Dopo 26 anni ritorna al Teatro Massimo Bellini di Catania la ‘Maria Stuarda’

di Alessandro Scardaci

L'opera Maria Stuarda di Gaetano Donizetti (Bergamo, 1797 - 1848) che mancava dalle scene catanesi da ben 26 anni viene riproposta con un imponente e funzionale allestimento e un grande soprano come Mariella Devia. E' soltanto la terza volta che Maria Stuarda viene rappresentata a Catania e sarà dunque un’occasione unica per gli appassionati del mondo della lirica. La prima avvenne nel lontano 1866, nello scomparso Teatro Comunale, e fu in assoluto l'ultima rappresentazione dell'opera nell'Ottocento, prima che cadesse nell'oblio per ben 92 anni. Seguì l’edizione del 1983.

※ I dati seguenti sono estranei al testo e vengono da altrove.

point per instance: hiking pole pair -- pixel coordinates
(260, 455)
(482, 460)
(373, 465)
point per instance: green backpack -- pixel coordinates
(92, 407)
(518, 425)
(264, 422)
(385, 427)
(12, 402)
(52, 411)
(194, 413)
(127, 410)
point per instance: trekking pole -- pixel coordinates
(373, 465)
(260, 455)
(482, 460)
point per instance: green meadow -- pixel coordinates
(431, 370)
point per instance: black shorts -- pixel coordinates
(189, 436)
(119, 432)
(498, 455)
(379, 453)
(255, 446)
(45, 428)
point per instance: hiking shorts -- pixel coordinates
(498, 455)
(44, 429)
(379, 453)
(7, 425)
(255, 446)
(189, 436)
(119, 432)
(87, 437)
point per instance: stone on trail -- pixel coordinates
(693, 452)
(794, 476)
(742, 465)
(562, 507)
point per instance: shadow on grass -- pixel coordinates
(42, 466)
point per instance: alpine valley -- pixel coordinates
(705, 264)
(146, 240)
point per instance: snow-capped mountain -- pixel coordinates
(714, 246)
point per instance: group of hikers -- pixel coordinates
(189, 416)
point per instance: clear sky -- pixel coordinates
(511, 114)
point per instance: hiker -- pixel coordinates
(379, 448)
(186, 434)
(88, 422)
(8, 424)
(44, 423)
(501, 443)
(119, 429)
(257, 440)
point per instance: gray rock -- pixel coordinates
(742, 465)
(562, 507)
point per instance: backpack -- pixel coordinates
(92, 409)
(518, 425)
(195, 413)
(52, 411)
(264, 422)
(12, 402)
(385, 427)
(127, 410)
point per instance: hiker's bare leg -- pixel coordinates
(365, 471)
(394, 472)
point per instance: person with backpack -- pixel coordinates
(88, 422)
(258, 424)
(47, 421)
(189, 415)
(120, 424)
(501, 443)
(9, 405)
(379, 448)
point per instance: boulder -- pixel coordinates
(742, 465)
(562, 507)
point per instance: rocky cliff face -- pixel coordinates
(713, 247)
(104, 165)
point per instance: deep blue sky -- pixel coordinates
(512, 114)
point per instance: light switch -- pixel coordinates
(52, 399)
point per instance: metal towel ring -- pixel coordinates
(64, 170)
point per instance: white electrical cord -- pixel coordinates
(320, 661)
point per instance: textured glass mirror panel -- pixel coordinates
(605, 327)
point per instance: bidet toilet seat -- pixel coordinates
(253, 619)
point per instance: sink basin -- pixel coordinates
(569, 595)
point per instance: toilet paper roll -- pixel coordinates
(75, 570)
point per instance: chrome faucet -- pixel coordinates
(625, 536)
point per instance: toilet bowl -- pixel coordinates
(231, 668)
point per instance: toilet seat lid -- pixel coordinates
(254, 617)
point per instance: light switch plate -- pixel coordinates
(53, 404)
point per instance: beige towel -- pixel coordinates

L'edizione che è stata proposta al Teatro Massimo Bellini è stata firmata dal regista Francesco Esposito (che ne ha disegnato anche i costumi), con le scene di un grande scenografo come Italo Grassi e le luci di Bruno Ciulli.
Sul podio il direttore d'orchestra Antonino Fogliani, messinese dalla brillante carriera internazionale, che ha diretto l'orchestra stabile del Teatro, mentre il coro del "Bellini" è stato diretto da Tiziana Carlini.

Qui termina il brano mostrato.